Here is the outline of my thoughts on this. Let me know what you think.
First, a couple of observations:
1. Architectures that support vectors can be assumed to also support vector
predication. I'm talking specifically about masked operations, and in
particular about predicated loads and stores.
2. For ARM/AArch64, it may be beneficial to distinguish vectorization via
fixed-length vectors from one via scalable vectors.

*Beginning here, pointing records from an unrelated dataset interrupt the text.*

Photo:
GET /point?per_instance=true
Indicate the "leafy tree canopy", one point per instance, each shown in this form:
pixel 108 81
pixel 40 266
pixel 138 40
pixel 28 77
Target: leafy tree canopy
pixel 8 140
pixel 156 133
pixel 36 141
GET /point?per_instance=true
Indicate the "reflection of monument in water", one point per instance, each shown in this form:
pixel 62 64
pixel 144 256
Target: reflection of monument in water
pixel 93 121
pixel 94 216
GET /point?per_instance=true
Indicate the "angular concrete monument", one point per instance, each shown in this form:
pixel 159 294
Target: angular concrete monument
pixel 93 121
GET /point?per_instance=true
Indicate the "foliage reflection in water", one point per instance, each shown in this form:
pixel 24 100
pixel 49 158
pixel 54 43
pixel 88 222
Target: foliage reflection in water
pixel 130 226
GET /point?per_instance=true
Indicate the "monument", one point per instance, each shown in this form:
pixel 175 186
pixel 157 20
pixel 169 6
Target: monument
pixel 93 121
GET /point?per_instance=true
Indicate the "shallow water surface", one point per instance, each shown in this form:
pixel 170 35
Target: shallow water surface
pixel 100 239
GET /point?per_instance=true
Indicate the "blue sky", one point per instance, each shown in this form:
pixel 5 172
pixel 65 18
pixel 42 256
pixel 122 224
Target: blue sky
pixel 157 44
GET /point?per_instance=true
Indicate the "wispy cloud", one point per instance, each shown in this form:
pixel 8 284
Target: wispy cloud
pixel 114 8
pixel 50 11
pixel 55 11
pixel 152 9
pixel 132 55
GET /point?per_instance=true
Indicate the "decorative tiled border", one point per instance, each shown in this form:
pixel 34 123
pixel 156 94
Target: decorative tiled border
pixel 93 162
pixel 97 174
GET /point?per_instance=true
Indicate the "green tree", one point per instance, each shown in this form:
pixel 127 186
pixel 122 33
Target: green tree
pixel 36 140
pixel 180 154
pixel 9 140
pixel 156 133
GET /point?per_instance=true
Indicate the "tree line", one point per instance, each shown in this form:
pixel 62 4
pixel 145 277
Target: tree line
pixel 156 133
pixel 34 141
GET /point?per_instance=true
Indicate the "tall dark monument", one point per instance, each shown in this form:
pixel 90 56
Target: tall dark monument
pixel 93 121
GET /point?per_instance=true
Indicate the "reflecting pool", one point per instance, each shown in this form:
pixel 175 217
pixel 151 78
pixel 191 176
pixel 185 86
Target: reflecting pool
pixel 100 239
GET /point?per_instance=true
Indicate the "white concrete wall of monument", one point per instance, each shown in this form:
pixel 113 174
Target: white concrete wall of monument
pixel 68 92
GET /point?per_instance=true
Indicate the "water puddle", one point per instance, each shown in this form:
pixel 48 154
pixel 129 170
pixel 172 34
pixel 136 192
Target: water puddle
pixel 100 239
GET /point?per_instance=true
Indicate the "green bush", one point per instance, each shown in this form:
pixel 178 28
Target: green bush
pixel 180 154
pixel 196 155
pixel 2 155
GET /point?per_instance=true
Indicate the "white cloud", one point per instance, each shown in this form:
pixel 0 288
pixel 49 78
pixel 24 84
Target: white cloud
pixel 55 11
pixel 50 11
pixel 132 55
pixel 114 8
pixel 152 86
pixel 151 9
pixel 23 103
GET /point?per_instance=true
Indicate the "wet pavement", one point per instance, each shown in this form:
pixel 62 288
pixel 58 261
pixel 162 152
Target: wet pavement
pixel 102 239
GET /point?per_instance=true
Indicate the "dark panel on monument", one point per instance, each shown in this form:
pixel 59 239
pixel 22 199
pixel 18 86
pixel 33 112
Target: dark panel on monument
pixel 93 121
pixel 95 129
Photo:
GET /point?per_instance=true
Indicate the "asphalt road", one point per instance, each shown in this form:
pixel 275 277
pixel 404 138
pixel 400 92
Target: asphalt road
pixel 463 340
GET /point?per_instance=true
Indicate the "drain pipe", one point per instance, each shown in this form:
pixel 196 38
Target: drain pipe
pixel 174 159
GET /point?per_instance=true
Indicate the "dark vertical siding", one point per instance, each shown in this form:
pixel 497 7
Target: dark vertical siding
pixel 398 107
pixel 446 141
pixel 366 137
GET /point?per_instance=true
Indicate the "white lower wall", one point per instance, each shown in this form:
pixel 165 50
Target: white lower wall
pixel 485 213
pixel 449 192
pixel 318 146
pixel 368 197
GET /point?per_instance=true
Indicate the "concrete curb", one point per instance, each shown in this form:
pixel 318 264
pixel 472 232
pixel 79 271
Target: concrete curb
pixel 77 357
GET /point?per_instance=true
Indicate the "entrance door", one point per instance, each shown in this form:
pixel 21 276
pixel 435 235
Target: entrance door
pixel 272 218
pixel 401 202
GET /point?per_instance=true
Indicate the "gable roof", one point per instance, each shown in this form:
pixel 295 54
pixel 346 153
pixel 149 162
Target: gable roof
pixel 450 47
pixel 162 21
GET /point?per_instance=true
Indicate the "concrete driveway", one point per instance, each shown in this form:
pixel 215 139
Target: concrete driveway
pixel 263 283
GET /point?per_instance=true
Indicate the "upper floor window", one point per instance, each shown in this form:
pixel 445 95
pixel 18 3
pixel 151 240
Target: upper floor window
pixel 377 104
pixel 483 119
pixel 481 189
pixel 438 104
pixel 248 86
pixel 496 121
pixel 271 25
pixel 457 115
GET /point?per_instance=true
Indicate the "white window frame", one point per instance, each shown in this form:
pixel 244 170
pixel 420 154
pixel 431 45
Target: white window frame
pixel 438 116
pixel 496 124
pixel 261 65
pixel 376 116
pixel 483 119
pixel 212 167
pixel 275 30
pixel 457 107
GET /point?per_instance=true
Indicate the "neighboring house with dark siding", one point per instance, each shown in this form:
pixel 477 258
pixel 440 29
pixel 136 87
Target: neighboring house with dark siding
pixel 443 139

If this choice is to be
made by auto-scheduling, it should be expressible in TIR.
What this RFC proposes is very close to allowing vectorization of countable
loops with variable iteration count, and I insist that we keep this in mind as
a goal.
The way that vectorization works right now is that a loop like
```
for (i : [0, 130)) {
C[i] = A[i] + B[i]
D[i] = A[i] * B[i]
}
```
will be replaced with statements
```
C[Ramp(0, 1, 130)] = A[Ramp(0, 1, 130)] + B[Ramp(0, 1, 130)]
D[Ramp(0, 1, 130)] = A[Ramp(0, 1, 130)] * B[Ramp(0, 1, 130)]
```
The expressions within these statement are all `PrimExpr`, whose type must be
expressible by `DataType`. All parameters in `DataType` are compile-time
integers, which means that a single statement can only represent vectors with a
known number of lanes. In other words, neither VIC nor VLA can be implemented
without some changes. These changes may be in how types are represented in
`DataType`, or in how vectorization is done (or a combination of these two).
We are already considering a special value for `DataType::lanes` that would
represent the yet-unknown vector length (VL). Following Halide's approach to
vectorization, I propose that we change vectorization to take an explicit
vector length as a parameter. As a special case for SVE, the scalable VL could
be represented by the same constant we chose for `DataType::lanes`. For
compatibility with existing code, `stage.vectorize()` would be equivalent to
`stage.vectorize(vector_length=iter_count)`, since currently only loops with
known iteration count can be vectorized. The argument value `vector_length=VL`
would indicate using SVE. With `vectorize(vector_length=32)`, the loop above
would be turned into
```
for (i = [0, (130+31)/32) {
// i-th vector is [32*i..32*(i+1))
C[Ramp(32*i, 1, 32), pred=(Ramp(32*i, 1, 32) < Broadcast(130, 32))] =
A[Ramp..., pred=...] + ...
...
}
```
If the loop iteration count changed from a known integer `130` to some
expression `N`, the generated code would remain mostly the same: the structure
does not depend on the fact that `130` is a compile-time constant. Similarly
the `32` indicating vector length could be replaced with the predefined value
for "scalable vector length", with the only issue potentially with calculating
the iteration count of the `for` loop above. If we were to allow an explicit
"stride" to `For`, the issue would go away (the RFC proposes something like
that).
To summarize:
1. Introduce `kScalableVectorLaneMark` (as suggested by @tqchen).
2. Make vector length a parameter to `stage.vectorize`.
3. Introduce "predicate" to `BufferLoad` and `BufferStore`.
4. Allow non-unit strides in `For` loops (as per the RFC).